How quickly the ducts get hot also depends on the type of dryer. This is because gas dryers tend to heat up more quickly than their electric counterparts.
How Hot Can It Get?
Dryers that exceed 180 °F will cut out as they sense that they are overheating.
Most dryers have an internal thermostat that keeps track of the heat levels inside the drum. If the thermostat finds temperatures are exceeding the normal limit, it shuts the machine off.
The reason for this is that such temperatures can damage clothes, and also greatly increase the risk of fires occurring.

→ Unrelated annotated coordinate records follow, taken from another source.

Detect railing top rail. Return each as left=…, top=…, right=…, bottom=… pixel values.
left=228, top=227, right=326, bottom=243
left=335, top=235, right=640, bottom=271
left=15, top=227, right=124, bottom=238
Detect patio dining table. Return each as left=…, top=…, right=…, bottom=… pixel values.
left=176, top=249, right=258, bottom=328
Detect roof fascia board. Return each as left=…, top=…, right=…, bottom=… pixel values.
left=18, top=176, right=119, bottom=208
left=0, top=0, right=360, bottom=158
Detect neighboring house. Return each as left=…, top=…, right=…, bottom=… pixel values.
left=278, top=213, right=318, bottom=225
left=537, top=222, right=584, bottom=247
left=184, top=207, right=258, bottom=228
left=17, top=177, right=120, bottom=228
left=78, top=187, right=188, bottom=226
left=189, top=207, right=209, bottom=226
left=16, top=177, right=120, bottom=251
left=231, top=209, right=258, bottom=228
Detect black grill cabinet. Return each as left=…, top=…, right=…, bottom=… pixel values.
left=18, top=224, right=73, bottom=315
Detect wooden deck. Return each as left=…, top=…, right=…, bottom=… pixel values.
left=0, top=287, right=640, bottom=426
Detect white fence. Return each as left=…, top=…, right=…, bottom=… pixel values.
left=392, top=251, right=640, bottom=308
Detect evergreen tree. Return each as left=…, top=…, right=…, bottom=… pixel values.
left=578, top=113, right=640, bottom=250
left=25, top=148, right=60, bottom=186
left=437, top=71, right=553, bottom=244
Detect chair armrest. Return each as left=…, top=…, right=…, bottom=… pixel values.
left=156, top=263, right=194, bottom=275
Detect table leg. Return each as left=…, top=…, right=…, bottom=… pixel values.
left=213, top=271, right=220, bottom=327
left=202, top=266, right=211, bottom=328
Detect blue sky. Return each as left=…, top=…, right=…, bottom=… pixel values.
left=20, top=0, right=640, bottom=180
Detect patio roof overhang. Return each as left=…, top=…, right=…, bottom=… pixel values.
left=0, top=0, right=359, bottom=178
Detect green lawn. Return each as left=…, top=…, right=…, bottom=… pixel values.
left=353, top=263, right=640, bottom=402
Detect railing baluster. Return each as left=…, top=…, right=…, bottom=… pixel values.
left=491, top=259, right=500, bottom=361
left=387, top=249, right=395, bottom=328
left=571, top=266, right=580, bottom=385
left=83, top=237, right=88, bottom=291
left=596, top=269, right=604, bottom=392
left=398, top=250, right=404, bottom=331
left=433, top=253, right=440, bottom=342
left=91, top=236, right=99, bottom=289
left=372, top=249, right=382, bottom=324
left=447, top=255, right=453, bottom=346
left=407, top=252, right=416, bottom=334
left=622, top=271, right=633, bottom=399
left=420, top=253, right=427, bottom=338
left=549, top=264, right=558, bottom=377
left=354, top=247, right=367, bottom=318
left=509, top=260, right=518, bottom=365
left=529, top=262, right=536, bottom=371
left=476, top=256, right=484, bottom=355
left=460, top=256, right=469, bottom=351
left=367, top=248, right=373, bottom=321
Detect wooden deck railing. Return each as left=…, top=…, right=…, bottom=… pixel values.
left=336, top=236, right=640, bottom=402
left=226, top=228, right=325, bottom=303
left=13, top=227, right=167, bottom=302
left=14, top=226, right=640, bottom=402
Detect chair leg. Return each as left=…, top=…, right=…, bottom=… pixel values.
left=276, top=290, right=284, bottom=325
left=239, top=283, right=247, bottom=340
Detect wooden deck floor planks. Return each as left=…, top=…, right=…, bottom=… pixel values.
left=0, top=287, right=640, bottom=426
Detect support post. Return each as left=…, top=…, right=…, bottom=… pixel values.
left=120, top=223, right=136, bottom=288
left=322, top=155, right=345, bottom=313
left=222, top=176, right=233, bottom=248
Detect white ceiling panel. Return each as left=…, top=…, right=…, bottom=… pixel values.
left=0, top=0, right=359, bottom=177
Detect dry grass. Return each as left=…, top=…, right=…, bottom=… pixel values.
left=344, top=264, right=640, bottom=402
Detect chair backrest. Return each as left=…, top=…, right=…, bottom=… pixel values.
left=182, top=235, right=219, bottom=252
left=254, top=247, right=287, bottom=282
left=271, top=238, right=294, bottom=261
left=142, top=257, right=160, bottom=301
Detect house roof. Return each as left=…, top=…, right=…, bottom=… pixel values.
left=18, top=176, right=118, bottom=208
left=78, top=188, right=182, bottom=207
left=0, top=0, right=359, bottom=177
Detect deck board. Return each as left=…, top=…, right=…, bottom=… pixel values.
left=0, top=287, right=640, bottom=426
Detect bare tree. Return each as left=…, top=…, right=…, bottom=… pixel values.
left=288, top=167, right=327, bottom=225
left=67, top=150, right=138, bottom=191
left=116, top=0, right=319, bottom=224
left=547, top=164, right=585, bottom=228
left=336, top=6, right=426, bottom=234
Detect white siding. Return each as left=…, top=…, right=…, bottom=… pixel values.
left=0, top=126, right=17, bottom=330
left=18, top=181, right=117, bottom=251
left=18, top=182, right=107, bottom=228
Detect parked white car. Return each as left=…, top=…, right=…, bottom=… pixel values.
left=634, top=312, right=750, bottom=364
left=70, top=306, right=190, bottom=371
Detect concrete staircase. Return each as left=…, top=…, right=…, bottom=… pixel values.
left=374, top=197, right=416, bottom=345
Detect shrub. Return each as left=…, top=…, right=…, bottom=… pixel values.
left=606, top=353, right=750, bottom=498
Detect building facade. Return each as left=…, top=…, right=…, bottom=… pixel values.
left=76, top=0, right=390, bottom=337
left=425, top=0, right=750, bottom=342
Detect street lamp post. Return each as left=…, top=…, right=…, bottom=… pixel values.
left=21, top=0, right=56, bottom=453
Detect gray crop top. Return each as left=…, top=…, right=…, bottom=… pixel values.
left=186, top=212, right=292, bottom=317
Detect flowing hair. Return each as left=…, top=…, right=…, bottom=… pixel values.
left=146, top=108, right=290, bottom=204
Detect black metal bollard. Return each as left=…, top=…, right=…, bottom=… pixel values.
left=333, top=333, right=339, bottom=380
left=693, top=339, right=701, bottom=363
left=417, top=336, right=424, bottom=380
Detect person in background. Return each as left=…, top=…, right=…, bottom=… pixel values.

In the case of electric dryers, the fuses in the dryer could actually burst if the temperatures are too high.
Why Dryers Overheat
- Lint buildup as a result of poor maintenance can cause poor airflow and make the blower work harder to exhaust the air, which leads to the buildup of heat.
- Blocking the dryer intake vent can also cause overheating as new air is not able to enter the system.
- Over-filling the drum will block off proper airflow and allow excessive heat to build up.
- If the temperature monitor/shut-off switches are not functioning properly, anything that causes overheating will not trigger the safety mechanism and the heat will continue to build up.
- Faulty heating elements may get hotter than they are supposed to.
Does the Heat Transfer to the Ducts?
Dryer ducting must be made of galvanized steel or aluminum.
Although the dryer ductwork does not get as hot as the dryer itself, it still gets quite hot. Normally, the ductwork of a dryer ranges between 110 and 130 °F for a properly functioning dryer.
For an overheating dryer, the temperature range of the ducts (not the air inside them) can be around 145-160 °F.
Galvanized steel is somewhat resistant to transferring heat, but only slightly. Galvanized steel ducts for a dryer will still heat up and can be hot to the touch. These ducts are commonly used in extreme settings and manage heat well, so they can certainly handle the heat of a residential dryer.
Dangers of This Heat
If you were to come into contact with these ducts, you would experience some degree of burning depending on how long you touched the ducts for and what part of your skin it was. Regardless, such burns will be painful.
The heat may be enough to ignite flammable materials nearby, although this does not apply to wood. If your dryer duct runs through the attic where you store boxes or old clothes, then this may become problematic.
There is also only minimal risk when the ducts come into contact with gas lines and even electrical wiring is safe as long as the insulation material surrounding the wires is designed to withstand high-enough temperatures.
Mitigating the Risks
One of the easiest things that can be done to reduce the risks is cleaning the lint trap in the dryer and cleaning the dryer ducts. The ducts can be cleaned on your own using a cleaning kit (amazon link).
This will not stop the ducts from getting hot, but it will prevent them from becoming hotter than normal, which would, obviously, increase the risk.
You can also keep flammable materials away from the dryer ducts to mitigate this risk.
Insulated ducts also greatly reduce the potential for danger. They prevent the heat from the ducts from affecting the surroundings and they also prevent direct contact between the ducts and you, flammable materials, electrical wiring, etc.
Insulated ductwork has more benefits than just reducing the potential for fires too. Insulated ducts improve airflow and help make the ducts more efficient. Additionally, insulated ducts prevent excess heat from building up around the ducts and in the house.